1958. Uma sorveteria na Avenida Atlântica, no Rio. Manuel Bandeira tomava um sorvete. Eu estava para completar 18 anos, criei coragem e me apresentei como capaz de declamar vários dos seus poemas, gravados na minha memória. 

Ficamos amigos – tenho dois livros seus com dedicatórias – e ele me convidou para, uns dias adiante, irmos ao Instituto Nacional do Livro, onde me apresentou a Augusto Meyer, gaúcho de Porto Alegre. 

Conversamos bastante. Os poemas de Bilú falam da nossa terra – onde tudo que se planta cresce e o que mais floresce é o amor! Logo começamos a falar do Álvaro Moreyra, gaúcho como nós. Jamais estive com ele pessoalmente, embora inúmeras circunstâncias nos unam, como a vencer o Tempo. Amigo próximo, muito próximo do Felipe de Oliveira, Alvinho era casado com uma mulher maravilhosa, Eugênia. 

Em um dos seus livros ele diz, em pequenas frases, que não se arrependia de nada do que fez; já estivera preso nove vezes; nunca fez um inimigo; era um homem de esquerda, mas acreditava em Deus e esperava um lugar no purgatório. 

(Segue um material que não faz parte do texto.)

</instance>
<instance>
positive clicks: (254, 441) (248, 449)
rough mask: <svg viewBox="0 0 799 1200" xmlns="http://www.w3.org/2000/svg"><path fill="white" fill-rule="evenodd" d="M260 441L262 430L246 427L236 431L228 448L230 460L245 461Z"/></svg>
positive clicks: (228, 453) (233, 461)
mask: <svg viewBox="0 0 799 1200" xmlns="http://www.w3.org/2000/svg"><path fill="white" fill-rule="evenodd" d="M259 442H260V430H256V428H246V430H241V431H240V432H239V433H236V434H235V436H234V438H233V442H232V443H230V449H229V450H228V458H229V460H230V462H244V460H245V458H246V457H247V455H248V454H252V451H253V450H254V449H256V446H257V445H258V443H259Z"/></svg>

Membros do Partidão, os dois, Eugênia esteve presa durante três meses, entre o final de 1935 e o início de 1936, junto com Olga Benário e outras camaradas – Nise da Silveira, Maria Werneck de Castro e Eneida de Moraes – em uma mesma cela. Tempos duros e sofridos. A mulher do Alvinho era maravilhosa. A casa dos dois, em Copacabana, na Rua Xavier da Silveira, 99, reunia os intelectuais do Rio de Janeiro. Era "um ninho de poetas e ficcionistas, de artistas, também reduto generoso de revolucionários, concentração dos moços intelectuais de esquerda", como relata Jorge Amado, em uma carta existente no arquivo da Academia Brasileira de Letras. 

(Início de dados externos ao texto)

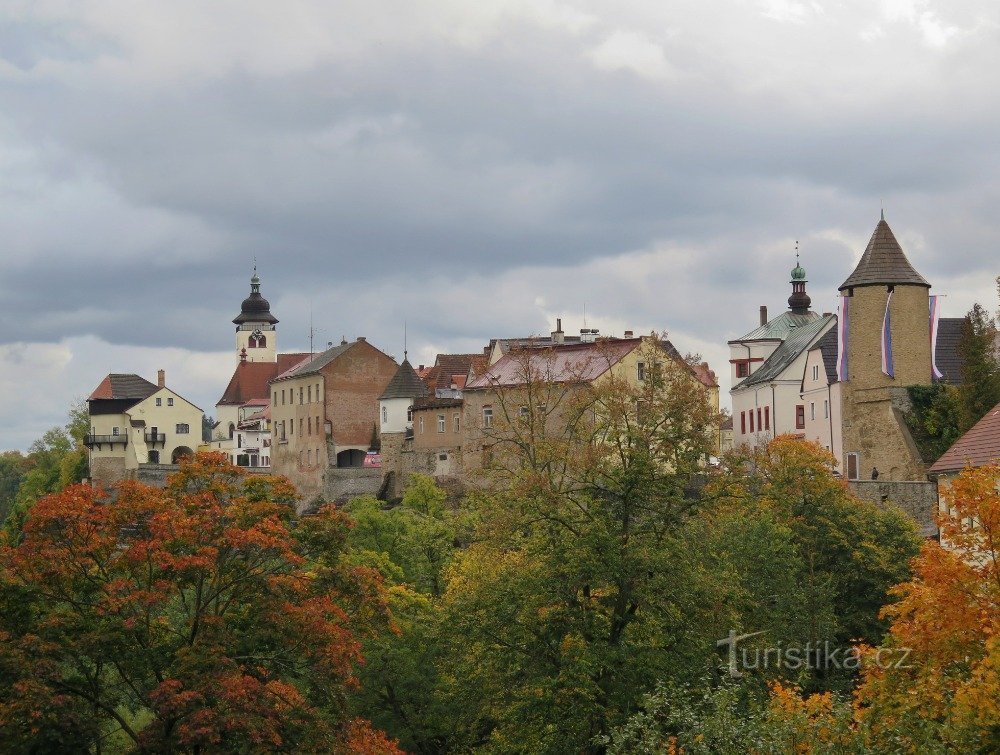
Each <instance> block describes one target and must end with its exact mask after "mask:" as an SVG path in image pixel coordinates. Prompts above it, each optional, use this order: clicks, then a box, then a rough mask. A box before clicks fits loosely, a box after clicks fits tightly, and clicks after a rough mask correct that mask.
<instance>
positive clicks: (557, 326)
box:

Eugênia fumava charutos e era uma artista, de verdade, declamando poemas e fazendo quitutes na cozinha! Uma casa generosa, fraterna. Cá entre nós, uma casa de gaúchos. As ceias de Natal sempre abrigavam mais de cem pessoas, todas leais. Mas se alguém descumprisse algum preceito de lealdade – xiii! –, Alvinho não se continha. 

O episódio que envolve um sujeito que traiu os amigos e se bandeou para a direita é especial de bom. Alvinho não o deixou entrar, mandou-o às favas! Não estou a fim, na minha idade e serenidade, a dizer quem foi este gajo. Nem mesmo se estivesse em Salvador e ameaçassem me jogar do elevador Lacerda, eu diria... 

O que importa, agora, é que, em um artiguinho que escrevi aqui mesmo, lembrei que o Álvaro dizia, em um lindo poema, que o céu é uma cidade de férias, férias boas que não acabam mais! Quando morresse, com certeza, iria lá! O céu – prosseguia – é uma cidade de férias, férias boas que não acabam mais! Chegando, perguntaria pela sua gente que foi na frente, daria abraços, sorrisos. Depois, haveria de querer ir à casa de São Francisco de Assis. Para ficar amigo dele. Tão amigo, tão amigo, que ele haveria de lhe chamar "Alvinho"! E ele haveria de lhe chamar "Chiquinho"! 

Acho que comigo será assim. Depois de abraços, beijos, sorrisos, quando eu lá chegar, vou me encontrar com o Alvinho!